The Prison Ministry of Paul.
pp. 156, 157
The difference that is observable between the church as constituted during the Acts
period, and the church of the dispensation of the mystery, is reflected in the twofold
ministry of the apostle Paul, who was the human instrument empowered for the founding
of both. From the beginning Paul's authorship differed from that of Peter, for Paul was
chosen on the road to Damascus to bear the name of the Lord to the Gentiles, and, writing
later in the epistle to the Romans, and during the same period, he magnified his office as
the apostle to the Gentiles, while in Gal. 2:, he tells how he went up to Jerusalem to lay
before the leaders of the circumcision "that gospel which he preached among the
Gentiles".
Before the Apostle's liberty was cut short by imprisonment, he wrote six epistles to
the churches, namely Galatians, I and II Thessalonians, I and II Corinthians &
Romans and, about the time of his detention under Felix, he wrote the epistle to the
Hebrews, bringing the number of this group of Epistles up to seven. But after he reached
Rome and had spent that memorable day with the leaders of the Jews recorded in
Acts 28:,  the Apostle, from his Roman prison, wrote  Ephesians,  Philippians,
Colossians and Philemon. He was then released and wrote in that interval of freedom,
I Timothy and Titus.  He was then retaken and imprisoned, and, with death in view,
wrote his last epistle, II Timothy.  Acts 28:, therefore, divides the written ministry
of the Apostle into two groups, each consisting of seven epistles.

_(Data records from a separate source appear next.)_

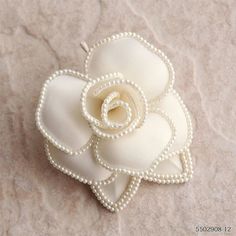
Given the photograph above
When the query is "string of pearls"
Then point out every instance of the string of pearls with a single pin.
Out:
(123, 200)
(183, 177)
(150, 175)
(99, 127)
(132, 172)
(38, 114)
(144, 42)
(74, 175)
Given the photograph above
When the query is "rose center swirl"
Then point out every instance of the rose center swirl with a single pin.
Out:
(113, 106)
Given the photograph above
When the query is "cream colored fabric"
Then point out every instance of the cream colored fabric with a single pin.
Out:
(140, 148)
(62, 117)
(61, 112)
(114, 190)
(171, 105)
(84, 165)
(134, 61)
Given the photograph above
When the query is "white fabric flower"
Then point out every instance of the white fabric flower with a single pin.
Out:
(119, 123)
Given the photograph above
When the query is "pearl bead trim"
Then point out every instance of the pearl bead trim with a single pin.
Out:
(135, 172)
(74, 175)
(38, 116)
(96, 124)
(149, 46)
(185, 176)
(124, 199)
(154, 106)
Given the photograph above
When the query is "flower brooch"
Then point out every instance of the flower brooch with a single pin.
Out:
(119, 123)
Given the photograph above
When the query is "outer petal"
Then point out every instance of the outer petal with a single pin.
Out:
(173, 105)
(82, 167)
(136, 152)
(59, 116)
(173, 170)
(136, 59)
(117, 194)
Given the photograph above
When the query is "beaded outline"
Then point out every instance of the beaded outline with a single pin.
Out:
(123, 200)
(154, 177)
(184, 176)
(154, 106)
(148, 45)
(153, 165)
(38, 114)
(76, 176)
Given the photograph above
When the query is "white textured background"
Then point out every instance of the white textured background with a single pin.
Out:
(39, 37)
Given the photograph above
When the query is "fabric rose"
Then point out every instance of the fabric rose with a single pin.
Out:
(118, 123)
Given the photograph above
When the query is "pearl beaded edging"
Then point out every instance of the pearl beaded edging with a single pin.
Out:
(183, 177)
(71, 173)
(123, 200)
(132, 172)
(148, 45)
(96, 124)
(135, 180)
(38, 114)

In Acts 20: 17-38, we learn that the first ministry of the Apostle was coming to a
close, and that a new ministry, closely associated with bonds and afflictions, awaited him.
From Acts 26: 16-18 we further learn that when the Lord commissioned the Apostle
on the road to Damascus, he told him of a future ministry that lay before him, and that at
some future date He would appear unto him once more to give him the subject and
content of this new, and as it proved, prison, ministry. Thus while the great basis of
justification by faith and redemption by the blood of Christ remained unaltered, an
entirely new superstructure was erected on it, having many unique features, and entirely
distinct from either the Abrahamic covenant or promise, or the new covenant made with
the house of Israel and of Judah. Truth is revealed in the prison ministry of Paul that no
human heart could have conceived, and no human ear had hitherto heard, and it is to
maintain, against all odds and all misrepresentations, that unique ministry that we have
laboured with voice and pen these thirty years, the glory of it making any "loss" sustained
of no importance whatever.
While we must remember, and use in their proper place, the seven epistles left to us by
the apostle of the mystery, the four great prison epistles that contain the complete
revelation of our high calling are Ephesians, Philippians, Colossians and II Timothy.